Après ces moments d’agitation fiévreuse, l’affreuse pensée de son crime lui revint à l’esprit avec encore plus de force. Il regardait autour de lui avec inquiétude : car il voyait des hommes causer en groupe, et il craignait d’être le sujet de leur entretien. Le chien obéit à un signe énergique qu’il lui fit, et ils s’éloignèrent à la dérobée. Quelques hommes assis près d’une pompe l’appelèrent et l’invitèrent à se rafraîchir avec eux ; il mangea un peu de pain et de viande, et, comme il vidait un verre de bière, il entendit les pompiers qui venaient de Londres parler de l’assassinat. « Il paraît, dit l’un d’eux, qu’il s’est sauvé à Birmingham ; mais on l’attrapera bientôt ; la police est à ses trousses, et avant demain soir il sera traqué dans tout le royaume. »

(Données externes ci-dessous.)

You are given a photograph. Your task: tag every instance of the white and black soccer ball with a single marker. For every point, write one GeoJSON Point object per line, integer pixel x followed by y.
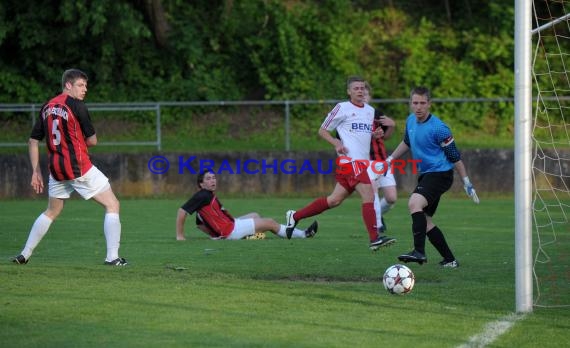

Sikes s’éloigna précipitamment et marcha jusqu’à ce qu’il fut prêt à tomber de fatigue ; alors il se coucha au bord d’un sentier et dormit longtemps, mais d’un sommeil agité et pénible. Il se remit ensuite à errer, toujours indécis et irrésolu, et saisi de terreur à la pensée de passer la nuit tout seul.

Tout à coup il prit un parti désespéré : celui de retourner à Londres.

« Là du moins, pensa-t-il, j’aurai quelqu’un à qui parler, quoi qu’il arrive ; c’est un bon endroit pour se cacher, et on ne s’avisera peut-être pas de m’y chercher, après s’être mis sur mes traces dans la campagne. Ne puis-je pas y rester une semaine ou deux, et forcer Fagin à me donner de quoi gagner la France ? Ma foi ! je risque cette chance. »

Il se mit sur-le-champ en devoir s’exécuter son projet, et il se rapprocha de Londres par les chemins les moins fréquentés ; il était décidé à se cacher à peu de distance de la capitale, pour y rentrer à la brune par une route détournée et aller droit au but qu’il s’était proposé.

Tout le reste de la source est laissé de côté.